Domani si va a votare. A me piace andare a votare, mi viene sempre un po’ da sorridere perché non mi pare vero, sono tredici anni che voto e ogni volta mi mette un po’ d’emozione andare nella mia vecchia scuola materna (o media, per un periodo), salutare il poliziotto, entrare, dare i documenti, prendere la matita e il foglio, andare dietro il paravento di legno — lo stesso che vedevo accatastato nei corridoi quando a scuola ci andavo da alunno —, mettere la crocetta, sperare di riuscire a piegare il foglio in meno di cinque tentativi, riconsegnare la matita, e poi mettere la scheda nell’urna. Ecco, soprattutto quello mi emoziona ogni volta. Mi sento importante.

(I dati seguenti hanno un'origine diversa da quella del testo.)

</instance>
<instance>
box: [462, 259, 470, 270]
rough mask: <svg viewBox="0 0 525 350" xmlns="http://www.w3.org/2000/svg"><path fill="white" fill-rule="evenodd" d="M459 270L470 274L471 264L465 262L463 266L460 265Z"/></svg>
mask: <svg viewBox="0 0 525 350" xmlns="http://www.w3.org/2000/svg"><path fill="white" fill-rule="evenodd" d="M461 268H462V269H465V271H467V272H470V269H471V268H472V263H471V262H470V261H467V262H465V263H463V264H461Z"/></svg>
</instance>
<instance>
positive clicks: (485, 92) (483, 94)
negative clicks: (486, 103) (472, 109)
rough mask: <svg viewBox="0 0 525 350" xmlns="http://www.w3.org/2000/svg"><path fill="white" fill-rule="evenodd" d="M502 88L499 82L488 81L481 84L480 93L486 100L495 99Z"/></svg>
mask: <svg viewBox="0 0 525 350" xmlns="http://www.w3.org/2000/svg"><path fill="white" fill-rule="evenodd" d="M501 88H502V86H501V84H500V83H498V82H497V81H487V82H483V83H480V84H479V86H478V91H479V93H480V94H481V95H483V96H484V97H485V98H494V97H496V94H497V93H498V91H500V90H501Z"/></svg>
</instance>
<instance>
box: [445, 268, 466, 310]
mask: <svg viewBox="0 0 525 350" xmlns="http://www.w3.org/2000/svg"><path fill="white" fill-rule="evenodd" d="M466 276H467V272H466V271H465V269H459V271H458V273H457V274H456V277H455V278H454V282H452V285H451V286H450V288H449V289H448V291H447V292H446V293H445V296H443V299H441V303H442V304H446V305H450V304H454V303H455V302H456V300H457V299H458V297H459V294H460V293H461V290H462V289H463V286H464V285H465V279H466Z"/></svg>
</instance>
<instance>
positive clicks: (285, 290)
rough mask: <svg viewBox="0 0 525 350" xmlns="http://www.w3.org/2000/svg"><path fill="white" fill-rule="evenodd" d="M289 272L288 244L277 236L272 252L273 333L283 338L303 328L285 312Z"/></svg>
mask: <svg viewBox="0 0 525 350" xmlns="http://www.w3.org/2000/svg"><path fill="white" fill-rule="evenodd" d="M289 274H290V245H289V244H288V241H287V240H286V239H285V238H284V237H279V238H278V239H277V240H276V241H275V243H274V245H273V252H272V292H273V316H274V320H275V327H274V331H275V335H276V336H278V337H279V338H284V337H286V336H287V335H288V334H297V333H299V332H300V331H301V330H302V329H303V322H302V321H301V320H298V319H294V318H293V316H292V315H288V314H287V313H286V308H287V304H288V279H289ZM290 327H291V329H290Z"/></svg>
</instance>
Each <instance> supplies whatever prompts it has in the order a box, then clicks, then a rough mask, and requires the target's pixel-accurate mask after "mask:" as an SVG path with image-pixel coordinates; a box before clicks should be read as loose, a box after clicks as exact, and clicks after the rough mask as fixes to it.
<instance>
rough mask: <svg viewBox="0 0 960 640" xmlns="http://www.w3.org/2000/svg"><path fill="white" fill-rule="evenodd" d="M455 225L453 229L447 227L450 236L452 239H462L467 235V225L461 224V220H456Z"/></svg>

E lo so che oggi è tanto comune sparare a zero, “sono tutti uguali”, “sono tutti corrotti”, “mandiamoli a casa”; e poi quelli che “io non voto perché non cambia mai niente”. Sarà. Ma per quanto imperfetta sia la democrazia, è comunque la cosa migliore che abbiamo; e votare è il momento in cui si può fare una differenza, in un senso o nell’altro. Perché rinunciarci? Non votare “perché non cambia niente” è come spararsi in un piede per dimostrare che il fucile era carico. Facile, poi, lamentarsi che non cambia niente. Ma al di là di tutte le idee politiche che ognuno di noi ha, il voto è importante; che si tratti di amministrative, politiche, europee o referendum non importa.
Ultimamente, ogni volta che vado a votare, mi cade l’occhio sul registro degli elettori. È vero che io spesso ci vado presto, perché sono impaziente e, l’ho detto, andare a votare mi piace. Ma anche nei casi in cui sono andato più tardi, l’ho sempre visto miseramente vuoto. E questo è un male per tutti, perché come si può pensare di essere rappresentativi — ripeto, al di là del risultato — se non andiamo a dire la nostra?
Fate un favore a voi stessi e domani un quarto d’ora mettetelo da parte per andare al seggio. Votate chi vi pare, ma votate!